VIVA – Gubernur Jawa Barat, Ridwan Kamil, menilai penerapan Pembatasan Sosial Berskala Besar (PSBB) di provinsinya berjalan dengan sukses. Diungkapkannya jumlah kasus COVID-19 di Jabar turun drastis. 

"PSBB di Jawa Barat membuahkan hasil, kalau pasien turun, tingkat kematian dari tujuh orang menjadi empat orang, jumlah yang dirawat di rumah sakit akhir bulan lalu dari 450 orang sekarang sudah 350 orang, turun 100," katanya dalam Indonesia Lawyers Club di TvOne, Selasa 12 Mei 2020.

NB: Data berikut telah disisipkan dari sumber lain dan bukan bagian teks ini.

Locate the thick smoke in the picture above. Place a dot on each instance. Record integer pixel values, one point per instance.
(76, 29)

Oleh karena itu, pihaknya pun berencana melakukan relaksasi PSBB sebagai jawaban darurat ekonomi. Dia menyatakan sejumlah daerah akan mulai diperbolehkan berkegiatan dengan menerapkan sejumlah protokol kesehatan.   

"Jabar akan melakukan relaksasi dalam satu atau dua minggu ke depan, sehingga akan ada daerah-daerah yang normal kembali, ada yang lanjut PSBB," katanya. 

Sebelumnya, Wakil Gubernur Jawa Barat, Uu Ruzhanul Ulum, menyatakan Provinsi Jabar telah memutuskan tidak akan memperpanjang PSBB. Sehingga, PSBB di Jabar hanya akan berlaku hingga 19 Mei 2020.

Sementara terkait bantuan sosial, Ridwan mengungkapkan di provinsi ada 40 persen penduduk Jabar membutuhkan subsidi pemerintah. Namun akibat COVID-19 sebanyak dua per tiga penduduk Jabar meminta bantuan. 

"Yang tadinya mensubsidi 9 juta jiwa sekarang kami harus mensubsidi 38 juta jiwa dari 50 juta jiwa," ungkapnya.